Si tu ne prends pas partit pour leur camp, tu seras leur ennemi.

La résilience aux crochets de l'actualité est délicate.

Si tu gardes ton énergie pour de vrais projets, tu seras conspué.

Les réseaux sociaux servent la cause de leurs hérauts.

Si tu refuses de participer au carnaval, on te jettera l’opprobre, tu seras leur bouc émissaire.

La résistance au chantage est difficile.

Te prends pas la tête, à faire semblant de choisir, entre les tissus de mensonges,
à tenter de lever les voiles, sur le labyrinthe des illusions, du temple de la consommation.
Ce ne sont pas des programmes politiques, juste des publicités non contractuelles,
la société est gangrenée de la tête aux pieds.

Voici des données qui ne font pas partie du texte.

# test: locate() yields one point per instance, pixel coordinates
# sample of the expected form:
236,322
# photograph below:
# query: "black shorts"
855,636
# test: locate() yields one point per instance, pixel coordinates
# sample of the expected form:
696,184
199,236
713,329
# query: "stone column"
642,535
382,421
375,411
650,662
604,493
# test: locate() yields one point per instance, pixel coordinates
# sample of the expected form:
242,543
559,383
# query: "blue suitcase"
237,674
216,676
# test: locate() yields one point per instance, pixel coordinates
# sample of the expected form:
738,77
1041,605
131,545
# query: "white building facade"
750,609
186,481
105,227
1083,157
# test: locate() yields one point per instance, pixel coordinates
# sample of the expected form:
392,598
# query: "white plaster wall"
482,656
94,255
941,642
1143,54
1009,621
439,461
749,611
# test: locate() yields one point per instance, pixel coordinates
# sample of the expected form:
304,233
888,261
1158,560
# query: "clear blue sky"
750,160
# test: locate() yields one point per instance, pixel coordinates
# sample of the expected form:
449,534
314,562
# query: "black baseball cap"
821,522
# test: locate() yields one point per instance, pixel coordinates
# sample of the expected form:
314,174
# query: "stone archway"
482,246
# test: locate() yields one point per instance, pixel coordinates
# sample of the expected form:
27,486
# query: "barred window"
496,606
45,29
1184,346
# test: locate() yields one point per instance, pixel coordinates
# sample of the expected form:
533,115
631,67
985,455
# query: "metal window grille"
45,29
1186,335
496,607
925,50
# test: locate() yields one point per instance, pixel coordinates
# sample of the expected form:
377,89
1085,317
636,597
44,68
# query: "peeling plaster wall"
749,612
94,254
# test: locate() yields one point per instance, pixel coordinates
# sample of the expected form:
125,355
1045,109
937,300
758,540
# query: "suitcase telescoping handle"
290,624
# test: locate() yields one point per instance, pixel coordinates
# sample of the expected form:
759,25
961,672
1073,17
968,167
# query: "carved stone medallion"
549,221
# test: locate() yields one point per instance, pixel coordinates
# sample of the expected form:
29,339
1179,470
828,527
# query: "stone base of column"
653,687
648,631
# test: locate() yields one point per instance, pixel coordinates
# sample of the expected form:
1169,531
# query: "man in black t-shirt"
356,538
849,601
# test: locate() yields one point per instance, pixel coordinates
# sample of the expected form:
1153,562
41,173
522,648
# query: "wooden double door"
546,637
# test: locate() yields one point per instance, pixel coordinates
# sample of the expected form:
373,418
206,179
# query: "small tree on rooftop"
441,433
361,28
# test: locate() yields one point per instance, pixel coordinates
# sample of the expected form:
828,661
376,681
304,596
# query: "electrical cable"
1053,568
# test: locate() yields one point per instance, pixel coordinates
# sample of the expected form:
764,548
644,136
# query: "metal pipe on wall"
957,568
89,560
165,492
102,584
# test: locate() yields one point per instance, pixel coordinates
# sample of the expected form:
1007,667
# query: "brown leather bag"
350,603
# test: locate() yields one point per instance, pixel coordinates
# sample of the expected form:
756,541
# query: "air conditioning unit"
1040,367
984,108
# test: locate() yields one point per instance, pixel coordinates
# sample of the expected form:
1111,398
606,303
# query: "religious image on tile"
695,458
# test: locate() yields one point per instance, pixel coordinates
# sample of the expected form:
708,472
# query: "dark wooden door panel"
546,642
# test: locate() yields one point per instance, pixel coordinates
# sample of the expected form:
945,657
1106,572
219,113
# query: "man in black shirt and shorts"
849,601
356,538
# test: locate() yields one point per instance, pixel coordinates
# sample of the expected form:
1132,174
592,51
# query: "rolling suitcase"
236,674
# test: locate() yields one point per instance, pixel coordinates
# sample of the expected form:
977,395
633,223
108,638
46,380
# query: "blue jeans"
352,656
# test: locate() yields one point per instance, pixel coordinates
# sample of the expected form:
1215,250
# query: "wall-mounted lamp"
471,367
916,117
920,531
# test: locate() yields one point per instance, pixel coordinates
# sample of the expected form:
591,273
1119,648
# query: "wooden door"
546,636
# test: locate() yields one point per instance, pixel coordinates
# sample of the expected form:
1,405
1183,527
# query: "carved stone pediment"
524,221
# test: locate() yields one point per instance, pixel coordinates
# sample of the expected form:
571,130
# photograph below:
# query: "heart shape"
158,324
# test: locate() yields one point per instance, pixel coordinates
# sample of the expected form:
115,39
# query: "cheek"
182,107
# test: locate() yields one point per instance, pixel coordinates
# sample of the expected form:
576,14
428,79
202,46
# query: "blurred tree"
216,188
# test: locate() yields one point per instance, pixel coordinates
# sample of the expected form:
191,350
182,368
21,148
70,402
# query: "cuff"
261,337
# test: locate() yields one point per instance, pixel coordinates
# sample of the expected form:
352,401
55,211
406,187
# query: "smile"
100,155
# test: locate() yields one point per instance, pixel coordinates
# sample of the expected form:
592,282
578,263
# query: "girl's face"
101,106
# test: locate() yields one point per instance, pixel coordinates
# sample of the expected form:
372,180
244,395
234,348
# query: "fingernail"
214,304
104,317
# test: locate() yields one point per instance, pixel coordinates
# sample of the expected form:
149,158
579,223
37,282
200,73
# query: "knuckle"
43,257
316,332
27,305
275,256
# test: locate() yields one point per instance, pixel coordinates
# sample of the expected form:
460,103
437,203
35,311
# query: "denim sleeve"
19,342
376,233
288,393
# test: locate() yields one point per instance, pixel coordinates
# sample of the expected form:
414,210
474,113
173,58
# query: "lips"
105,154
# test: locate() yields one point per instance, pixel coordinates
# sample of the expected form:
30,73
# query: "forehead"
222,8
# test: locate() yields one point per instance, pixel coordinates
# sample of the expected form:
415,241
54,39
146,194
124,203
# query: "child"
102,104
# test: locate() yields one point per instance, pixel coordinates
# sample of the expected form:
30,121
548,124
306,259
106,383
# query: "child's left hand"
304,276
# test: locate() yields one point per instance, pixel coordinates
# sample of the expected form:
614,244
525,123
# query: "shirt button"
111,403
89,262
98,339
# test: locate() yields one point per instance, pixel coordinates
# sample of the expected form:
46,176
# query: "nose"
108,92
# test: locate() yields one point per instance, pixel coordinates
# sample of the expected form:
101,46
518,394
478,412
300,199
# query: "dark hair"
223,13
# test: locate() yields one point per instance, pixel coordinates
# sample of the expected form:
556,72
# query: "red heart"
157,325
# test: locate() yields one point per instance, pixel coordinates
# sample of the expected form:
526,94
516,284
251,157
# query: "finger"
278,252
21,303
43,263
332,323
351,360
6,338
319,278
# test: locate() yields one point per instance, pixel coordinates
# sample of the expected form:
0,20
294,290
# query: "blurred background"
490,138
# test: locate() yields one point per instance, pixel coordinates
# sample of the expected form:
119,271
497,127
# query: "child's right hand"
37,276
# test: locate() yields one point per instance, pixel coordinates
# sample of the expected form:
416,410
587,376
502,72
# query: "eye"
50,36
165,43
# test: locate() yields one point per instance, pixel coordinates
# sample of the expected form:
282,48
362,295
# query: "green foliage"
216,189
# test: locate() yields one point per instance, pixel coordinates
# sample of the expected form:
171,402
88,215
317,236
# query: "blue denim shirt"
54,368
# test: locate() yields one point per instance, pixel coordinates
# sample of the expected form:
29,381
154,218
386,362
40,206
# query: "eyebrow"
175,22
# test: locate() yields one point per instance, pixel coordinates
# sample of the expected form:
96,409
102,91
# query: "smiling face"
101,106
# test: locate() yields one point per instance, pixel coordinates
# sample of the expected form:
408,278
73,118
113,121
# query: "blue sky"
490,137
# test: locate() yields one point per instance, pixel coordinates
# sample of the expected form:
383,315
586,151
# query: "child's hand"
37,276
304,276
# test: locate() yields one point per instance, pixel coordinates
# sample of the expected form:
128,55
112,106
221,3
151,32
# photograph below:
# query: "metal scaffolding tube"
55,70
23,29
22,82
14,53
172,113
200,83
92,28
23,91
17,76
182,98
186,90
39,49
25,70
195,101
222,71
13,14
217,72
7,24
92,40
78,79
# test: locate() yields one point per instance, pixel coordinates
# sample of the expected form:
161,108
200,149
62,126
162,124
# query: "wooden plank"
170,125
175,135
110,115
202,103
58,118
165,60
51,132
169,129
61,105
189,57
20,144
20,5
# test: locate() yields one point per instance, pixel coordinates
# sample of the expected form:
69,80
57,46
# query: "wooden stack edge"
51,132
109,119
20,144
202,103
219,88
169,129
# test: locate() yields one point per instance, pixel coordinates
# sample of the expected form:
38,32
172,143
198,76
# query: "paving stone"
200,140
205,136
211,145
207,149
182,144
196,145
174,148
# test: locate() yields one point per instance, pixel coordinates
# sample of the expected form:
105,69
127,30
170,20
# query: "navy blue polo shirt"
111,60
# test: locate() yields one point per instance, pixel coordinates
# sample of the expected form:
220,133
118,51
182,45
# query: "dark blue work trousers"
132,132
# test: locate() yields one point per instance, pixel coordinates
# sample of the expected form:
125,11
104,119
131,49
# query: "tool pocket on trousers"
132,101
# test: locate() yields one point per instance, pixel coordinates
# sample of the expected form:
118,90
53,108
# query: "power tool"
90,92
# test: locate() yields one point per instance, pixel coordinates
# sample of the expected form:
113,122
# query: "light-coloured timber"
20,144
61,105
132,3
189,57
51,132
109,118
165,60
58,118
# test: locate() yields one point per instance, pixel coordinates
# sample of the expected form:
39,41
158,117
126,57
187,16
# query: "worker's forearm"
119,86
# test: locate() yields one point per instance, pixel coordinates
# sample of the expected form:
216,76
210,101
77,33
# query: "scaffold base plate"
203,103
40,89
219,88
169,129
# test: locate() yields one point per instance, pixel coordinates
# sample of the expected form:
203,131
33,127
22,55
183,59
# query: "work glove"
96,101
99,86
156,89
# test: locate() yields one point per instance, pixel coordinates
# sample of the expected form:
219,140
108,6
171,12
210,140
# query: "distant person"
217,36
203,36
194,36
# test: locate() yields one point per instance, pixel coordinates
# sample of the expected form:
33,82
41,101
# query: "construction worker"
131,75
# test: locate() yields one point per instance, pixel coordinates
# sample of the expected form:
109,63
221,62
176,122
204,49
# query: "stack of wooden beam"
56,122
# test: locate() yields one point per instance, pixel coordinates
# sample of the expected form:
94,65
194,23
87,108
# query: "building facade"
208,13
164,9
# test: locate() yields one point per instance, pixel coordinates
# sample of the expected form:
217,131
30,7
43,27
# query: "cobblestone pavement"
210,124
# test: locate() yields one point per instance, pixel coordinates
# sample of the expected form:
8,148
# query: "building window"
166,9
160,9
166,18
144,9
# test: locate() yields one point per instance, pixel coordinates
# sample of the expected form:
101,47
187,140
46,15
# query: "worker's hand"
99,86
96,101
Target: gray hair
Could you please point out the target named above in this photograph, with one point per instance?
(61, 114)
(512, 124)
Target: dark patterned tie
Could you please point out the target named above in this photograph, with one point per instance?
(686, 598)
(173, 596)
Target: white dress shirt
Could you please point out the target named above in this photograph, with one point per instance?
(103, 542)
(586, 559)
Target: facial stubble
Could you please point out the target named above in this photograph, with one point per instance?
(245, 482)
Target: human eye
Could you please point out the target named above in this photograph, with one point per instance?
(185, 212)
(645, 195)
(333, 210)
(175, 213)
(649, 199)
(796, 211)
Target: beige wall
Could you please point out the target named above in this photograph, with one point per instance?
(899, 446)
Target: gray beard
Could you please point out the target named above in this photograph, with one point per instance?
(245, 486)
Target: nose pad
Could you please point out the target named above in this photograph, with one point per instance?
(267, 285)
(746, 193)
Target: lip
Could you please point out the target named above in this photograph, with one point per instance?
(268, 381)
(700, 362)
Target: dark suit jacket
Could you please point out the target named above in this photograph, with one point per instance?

Elle est morte ta belle patrie.

Tu ne peux plus la sauver.

Le monstre hybride qui la remplacé est une hydre zombie,
sans la moindre éthique,
sans la moindre émotion,
sans la moindre humanité,
développée dans les laboratoires des agences de com.

Tu ne l'entends pas, baver, en louchant sur ta pomme :
Cerveau, cerveau, il me faut du temps de cerveau...

Ce n'est pas elle qui va te sauver !

C'est une arme de destruction massive, de casse social,
dévouée à la politique de la terre brûlée,
et qui pratique l'acculture sur brûlis.

A terme, elle n'a d'autre fin, que de mettre fin à la vie sur terre.

Il faut payer les fruits mis en boite, il faut payer l'eau en bouteille,
il faudrait même payer l'air, si c'était possible.

Et si tu ne peux plus payer, elle te laissera crever,
comme les migrants des pays qu'elle a déjà ravagé.

Ne te berce pas d'illusion,
les élections, ne mènent à rien d'autre, que plus de profit pour les nantis,
rideaux de fumée, pour la moisson sanglante de l'oligarchie.

Il est temps de prendre le maquis, de cultiver nos singularités.
Il est temps de se préparer à la désobéissance civile.
Il est temps que chaque cellule refuse le cancer multinationaliste.

Il est temps de sonner la fin de la partie, des 1% qui jouent avec nos vies.